Rebeca, incapaz de enfrentar su vida en Seattle, decidió mudarse con Aileen a su pueblo natal: Blackwood. Un lugar perdido entre montañas, cubierto por bosques espesos y cielos perpetuamente nublados, allí vivía Eleonor, la madre de Rebeca, una mujer de voz pausada, mirada aguda y sabiduría antigua, había criado sola a Rebeca y aunque sus formas eran distintas, aún mantenía su casa impecable, su jardín lleno de hierbas y flores, y un viejo reloj de péndulo que marcaba las horas con un sonido profundo y melancólico.

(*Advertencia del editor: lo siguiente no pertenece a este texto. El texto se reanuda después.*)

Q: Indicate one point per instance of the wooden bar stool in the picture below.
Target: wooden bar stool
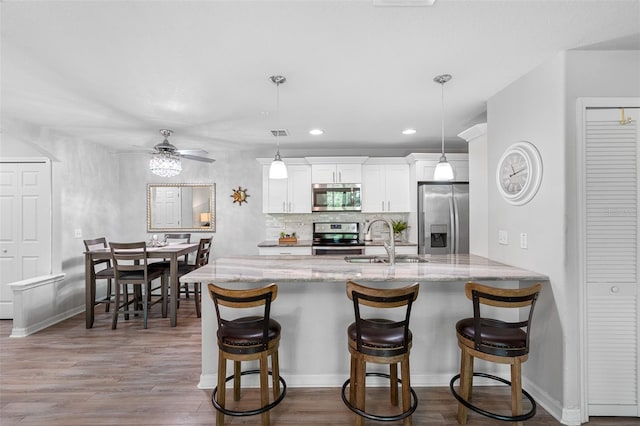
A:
(380, 341)
(247, 338)
(495, 340)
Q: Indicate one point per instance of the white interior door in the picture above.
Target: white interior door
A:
(166, 207)
(25, 228)
(610, 261)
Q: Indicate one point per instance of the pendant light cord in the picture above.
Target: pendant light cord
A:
(278, 118)
(442, 118)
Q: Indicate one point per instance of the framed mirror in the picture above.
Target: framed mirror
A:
(181, 207)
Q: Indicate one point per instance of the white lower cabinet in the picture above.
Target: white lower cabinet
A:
(379, 250)
(278, 251)
(291, 195)
(385, 188)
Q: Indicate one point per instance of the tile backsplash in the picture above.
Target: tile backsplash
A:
(302, 224)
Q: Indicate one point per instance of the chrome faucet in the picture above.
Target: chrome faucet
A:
(389, 246)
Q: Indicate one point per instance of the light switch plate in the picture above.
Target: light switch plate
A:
(503, 237)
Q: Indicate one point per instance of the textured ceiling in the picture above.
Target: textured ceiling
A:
(115, 72)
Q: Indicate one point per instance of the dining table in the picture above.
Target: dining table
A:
(171, 252)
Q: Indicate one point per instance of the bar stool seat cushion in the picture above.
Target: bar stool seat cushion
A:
(247, 331)
(378, 337)
(492, 334)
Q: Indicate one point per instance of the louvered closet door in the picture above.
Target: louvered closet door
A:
(611, 264)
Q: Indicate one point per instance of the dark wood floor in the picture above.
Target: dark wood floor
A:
(67, 375)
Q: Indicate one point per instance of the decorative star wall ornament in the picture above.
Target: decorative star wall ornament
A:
(239, 195)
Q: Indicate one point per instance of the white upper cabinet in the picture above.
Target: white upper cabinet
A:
(336, 173)
(385, 188)
(291, 195)
(336, 169)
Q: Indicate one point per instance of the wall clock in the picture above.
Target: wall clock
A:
(519, 173)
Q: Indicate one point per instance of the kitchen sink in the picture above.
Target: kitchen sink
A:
(400, 258)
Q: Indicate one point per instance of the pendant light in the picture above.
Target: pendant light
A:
(443, 171)
(278, 169)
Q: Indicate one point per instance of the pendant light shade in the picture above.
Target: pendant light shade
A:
(443, 171)
(278, 169)
(165, 164)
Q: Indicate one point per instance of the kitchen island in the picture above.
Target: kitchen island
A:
(314, 311)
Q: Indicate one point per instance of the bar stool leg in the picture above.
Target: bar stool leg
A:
(466, 377)
(354, 380)
(393, 375)
(108, 301)
(220, 398)
(406, 388)
(264, 386)
(361, 373)
(237, 374)
(516, 389)
(275, 375)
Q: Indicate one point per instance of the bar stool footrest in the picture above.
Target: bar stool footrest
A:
(260, 410)
(519, 418)
(376, 417)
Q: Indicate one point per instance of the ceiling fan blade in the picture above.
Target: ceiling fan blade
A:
(191, 152)
(197, 158)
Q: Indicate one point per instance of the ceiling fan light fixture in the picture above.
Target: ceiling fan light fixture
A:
(443, 170)
(278, 169)
(165, 164)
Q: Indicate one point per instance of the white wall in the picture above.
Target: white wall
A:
(541, 108)
(532, 109)
(476, 136)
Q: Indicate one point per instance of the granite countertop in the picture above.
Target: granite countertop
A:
(308, 243)
(274, 243)
(439, 268)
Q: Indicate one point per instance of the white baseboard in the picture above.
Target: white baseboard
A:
(34, 328)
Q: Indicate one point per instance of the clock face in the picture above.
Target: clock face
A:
(514, 173)
(519, 173)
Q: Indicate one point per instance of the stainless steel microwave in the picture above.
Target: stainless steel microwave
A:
(329, 197)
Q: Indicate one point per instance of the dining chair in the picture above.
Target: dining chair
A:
(177, 238)
(101, 269)
(131, 267)
(202, 258)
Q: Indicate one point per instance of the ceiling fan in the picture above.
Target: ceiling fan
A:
(166, 148)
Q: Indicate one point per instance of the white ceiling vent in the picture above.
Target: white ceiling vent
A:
(402, 3)
(279, 132)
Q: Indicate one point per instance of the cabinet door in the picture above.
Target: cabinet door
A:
(274, 193)
(349, 173)
(323, 173)
(373, 188)
(397, 187)
(299, 189)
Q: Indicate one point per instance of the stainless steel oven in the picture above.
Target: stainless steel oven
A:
(336, 238)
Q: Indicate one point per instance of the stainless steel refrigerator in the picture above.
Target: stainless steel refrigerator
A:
(443, 218)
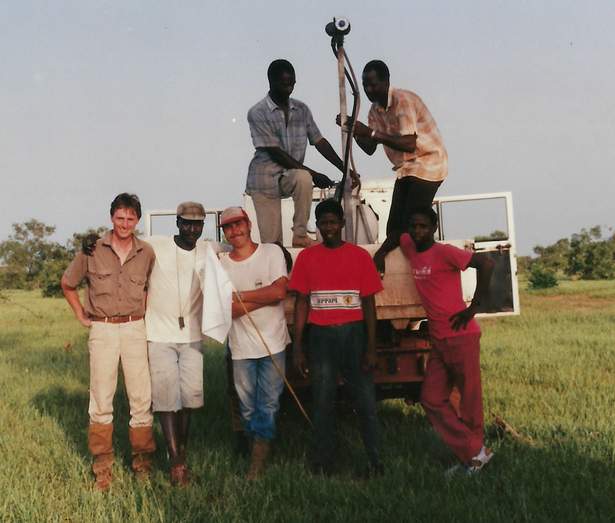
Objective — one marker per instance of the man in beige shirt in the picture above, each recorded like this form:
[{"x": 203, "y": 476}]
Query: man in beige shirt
[{"x": 117, "y": 275}]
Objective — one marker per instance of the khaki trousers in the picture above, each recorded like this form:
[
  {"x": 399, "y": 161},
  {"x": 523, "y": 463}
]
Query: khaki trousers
[{"x": 109, "y": 344}]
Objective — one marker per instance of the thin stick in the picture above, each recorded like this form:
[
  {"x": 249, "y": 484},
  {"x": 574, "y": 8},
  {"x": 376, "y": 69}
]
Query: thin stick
[{"x": 275, "y": 362}]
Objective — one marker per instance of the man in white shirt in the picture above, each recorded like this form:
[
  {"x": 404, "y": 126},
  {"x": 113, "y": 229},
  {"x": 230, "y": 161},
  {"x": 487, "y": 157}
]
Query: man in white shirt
[{"x": 258, "y": 273}]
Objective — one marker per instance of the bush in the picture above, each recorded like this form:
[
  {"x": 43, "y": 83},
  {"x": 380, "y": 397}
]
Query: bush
[{"x": 542, "y": 279}]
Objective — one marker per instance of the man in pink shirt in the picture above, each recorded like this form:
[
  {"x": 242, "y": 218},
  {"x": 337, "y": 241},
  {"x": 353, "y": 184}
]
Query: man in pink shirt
[{"x": 454, "y": 358}]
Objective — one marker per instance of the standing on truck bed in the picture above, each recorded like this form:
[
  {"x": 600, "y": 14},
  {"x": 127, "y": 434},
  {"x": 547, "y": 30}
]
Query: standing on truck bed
[
  {"x": 401, "y": 122},
  {"x": 281, "y": 128},
  {"x": 336, "y": 283},
  {"x": 454, "y": 358}
]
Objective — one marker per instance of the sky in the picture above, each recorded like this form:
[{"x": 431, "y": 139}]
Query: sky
[{"x": 151, "y": 97}]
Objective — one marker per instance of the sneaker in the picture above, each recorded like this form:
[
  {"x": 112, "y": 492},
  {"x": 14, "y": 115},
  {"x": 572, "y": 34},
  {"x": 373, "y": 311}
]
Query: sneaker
[
  {"x": 303, "y": 241},
  {"x": 180, "y": 475},
  {"x": 479, "y": 461},
  {"x": 453, "y": 470}
]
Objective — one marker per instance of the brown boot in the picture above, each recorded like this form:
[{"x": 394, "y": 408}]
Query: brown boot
[
  {"x": 101, "y": 447},
  {"x": 142, "y": 441},
  {"x": 260, "y": 449}
]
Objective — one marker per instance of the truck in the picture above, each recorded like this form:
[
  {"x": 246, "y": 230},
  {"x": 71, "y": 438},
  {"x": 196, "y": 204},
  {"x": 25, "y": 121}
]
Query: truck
[{"x": 478, "y": 223}]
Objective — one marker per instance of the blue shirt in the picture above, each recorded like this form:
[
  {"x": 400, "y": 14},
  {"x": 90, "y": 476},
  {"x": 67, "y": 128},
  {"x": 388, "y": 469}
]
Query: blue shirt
[{"x": 269, "y": 129}]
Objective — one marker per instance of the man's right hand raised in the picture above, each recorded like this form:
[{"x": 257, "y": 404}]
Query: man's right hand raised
[{"x": 320, "y": 180}]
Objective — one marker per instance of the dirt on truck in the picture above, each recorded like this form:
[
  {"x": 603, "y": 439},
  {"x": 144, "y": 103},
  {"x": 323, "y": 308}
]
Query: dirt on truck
[{"x": 477, "y": 223}]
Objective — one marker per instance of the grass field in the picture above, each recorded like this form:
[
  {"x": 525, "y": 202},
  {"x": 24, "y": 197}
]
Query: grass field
[{"x": 549, "y": 373}]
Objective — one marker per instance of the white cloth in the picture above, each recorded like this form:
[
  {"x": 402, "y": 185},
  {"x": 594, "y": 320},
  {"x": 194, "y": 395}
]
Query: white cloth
[
  {"x": 265, "y": 266},
  {"x": 218, "y": 296},
  {"x": 175, "y": 290}
]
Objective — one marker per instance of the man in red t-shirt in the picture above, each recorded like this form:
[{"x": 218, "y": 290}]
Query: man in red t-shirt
[
  {"x": 336, "y": 283},
  {"x": 454, "y": 358}
]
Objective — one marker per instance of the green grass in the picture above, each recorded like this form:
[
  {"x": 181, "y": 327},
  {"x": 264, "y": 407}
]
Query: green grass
[{"x": 548, "y": 373}]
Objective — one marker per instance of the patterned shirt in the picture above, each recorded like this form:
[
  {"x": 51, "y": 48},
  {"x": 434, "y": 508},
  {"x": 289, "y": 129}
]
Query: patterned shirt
[
  {"x": 404, "y": 115},
  {"x": 269, "y": 129}
]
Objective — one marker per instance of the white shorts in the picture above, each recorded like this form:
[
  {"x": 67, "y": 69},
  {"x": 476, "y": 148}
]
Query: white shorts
[{"x": 177, "y": 375}]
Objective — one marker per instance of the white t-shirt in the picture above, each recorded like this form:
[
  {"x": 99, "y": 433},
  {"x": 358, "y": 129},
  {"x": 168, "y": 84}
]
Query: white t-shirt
[
  {"x": 175, "y": 289},
  {"x": 265, "y": 266}
]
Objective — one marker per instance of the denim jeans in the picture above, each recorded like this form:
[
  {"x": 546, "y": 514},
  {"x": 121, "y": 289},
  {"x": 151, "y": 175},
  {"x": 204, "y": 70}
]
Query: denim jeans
[
  {"x": 259, "y": 386},
  {"x": 335, "y": 350}
]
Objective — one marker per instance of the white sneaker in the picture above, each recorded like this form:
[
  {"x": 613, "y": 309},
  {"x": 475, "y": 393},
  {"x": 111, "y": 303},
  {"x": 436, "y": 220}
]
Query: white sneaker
[
  {"x": 303, "y": 241},
  {"x": 479, "y": 461},
  {"x": 453, "y": 470}
]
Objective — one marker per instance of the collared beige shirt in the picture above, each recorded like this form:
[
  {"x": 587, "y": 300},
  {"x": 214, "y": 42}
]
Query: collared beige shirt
[
  {"x": 404, "y": 115},
  {"x": 113, "y": 288}
]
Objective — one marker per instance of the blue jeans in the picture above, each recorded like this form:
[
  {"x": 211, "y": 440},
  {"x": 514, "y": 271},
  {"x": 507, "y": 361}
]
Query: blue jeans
[
  {"x": 335, "y": 350},
  {"x": 259, "y": 386}
]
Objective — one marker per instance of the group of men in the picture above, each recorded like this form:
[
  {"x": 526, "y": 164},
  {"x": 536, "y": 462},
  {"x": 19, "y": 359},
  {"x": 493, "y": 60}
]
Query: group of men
[{"x": 143, "y": 300}]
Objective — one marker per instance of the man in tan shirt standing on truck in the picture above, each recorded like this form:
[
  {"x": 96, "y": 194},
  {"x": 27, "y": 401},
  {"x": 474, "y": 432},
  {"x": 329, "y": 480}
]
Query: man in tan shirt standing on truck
[{"x": 116, "y": 275}]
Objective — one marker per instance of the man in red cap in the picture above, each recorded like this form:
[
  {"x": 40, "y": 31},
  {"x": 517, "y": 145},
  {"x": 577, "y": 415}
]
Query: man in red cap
[{"x": 117, "y": 277}]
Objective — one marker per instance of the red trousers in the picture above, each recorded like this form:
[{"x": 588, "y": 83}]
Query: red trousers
[{"x": 454, "y": 362}]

Aileen llegó a Blackwood una mañana fría de enero, el auto serpenteaba entre carreteras cubiertas de niebla, mientras los árboles parecían inclinarse sobre el camino como si quisieran examinarla, no hablaba mucho. Observaba en silencio, con la frente pegada al cristal de la ventana, sintiendo que el mundo había cambiado para siempre.
La casa de su abuela era antigua, piedra maciza, de madera crujiente y techos altos, tenía un aire de historia, de algo que había sobrevivido al tiempo, Eleonor la recibió con un abrazo tibio y una sonrisa tranquila, no hizo muchas preguntas, parecía entender que Aileen estaba hecha pedazos y necesitaba espacio para volver a unirlos.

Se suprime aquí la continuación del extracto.